Paying for sins of the previous regime | Page 2 | Sunday Observer

Paying for sins of the previous regime

9 July, 2017

This feline cannot help but feel for the yahapalanaya bods from the President down to the bright sparks of the UNP who are vociferous, and let’s admit it, intelligent and educated. On Tuesday, TV news during the focus on the President’s diary, noted, or a statement made by the President was reported in the newspapers, as he having said that the media focuses on the negatives and can’t-help-situations of the government, and does not mention positives and developments that have been done. This cat deliberately avoided the use of the verb ‘bemoaned’ in referring to what the Pres said, as he never bemoans; he states facts. Yes, it’s true what he said. The electronic media particularly, is so adept at presenting the dismal side of situations. They firmly uphold a truism of journalism that dog bites man is no news, but man bites dog is. Worse than that, they apparently love pessimism.

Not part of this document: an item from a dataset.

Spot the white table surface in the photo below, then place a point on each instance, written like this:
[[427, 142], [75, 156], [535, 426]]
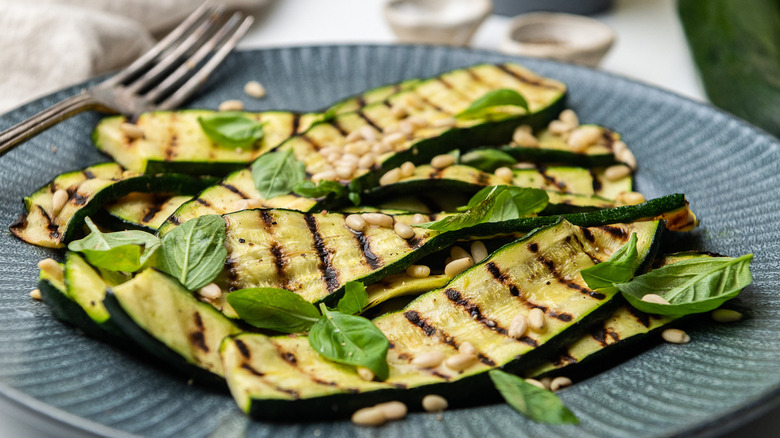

Daniel Kahneman (whoever he be) said, “The brains of humans contain a certain mechanism that is designed to give priority to bad news.” We’ll have to ask the brain specialist Dr Padeniya (he is one, isn’t he?) whether there is such a section in the human brain. It looks like it is so, since people guzzle bad news and soon forget good news.”Bad news is not wine; it does not improve with age.”

Apologies for that long rambling aside, this feline is losing her touch obviously, going off on diversions when so much is happening right now in this Paradise Island of ours.

And the news that must be broadcast constantly until it sinks into people’s brains is that the present government is somewhat like an unfortunate son paying for his father’s sins. The yahapalanaya government is paying for the extravagances of the previous regime dominated by the brothers and sons of the previous President.

The latest disastrous venture costing so much (really inflated prices so there would have been a flow into private pockets whether in kapati suits or western garb) is the Uma Oya project which adds itself to the other white elephants of the sataka government: Ham-ban-tot harbour and airport, cricket grounds and garden. The damming of the Uma Oya seems to have started dubiously. Its cost escalated and its detrimental side effects are widespread and tragic.

Strike postponed

The GMOA announced that since the government was not doing what they wanted: closing down or nationalizing SAITM and ceasing medical education there though one batch has already passed out and the medical college is full of students at all levels, it was calling for a general strike of its members serving all over the Island this week. Then, they said, they were postponing their strike by a week. They threatened they would view the scene and if the government does not capitulate to them, they would strike work next week.

Fortunately, the highest of the Catholic Church asked the GMOA not to strike. I got the expression very much in mind that “a drowning man clings onto even a straw” in an attempt to save himself. Any excuse but the real reason. So, they are abiding by what the Catholic Church of Sri Lanka advocates. Saving their houses and vehicles from the wrath of the people is more like it. People were angry at the total disruption of the medical service due to their intermittent striking and threatened counter action. Mob rule versus unfair rule!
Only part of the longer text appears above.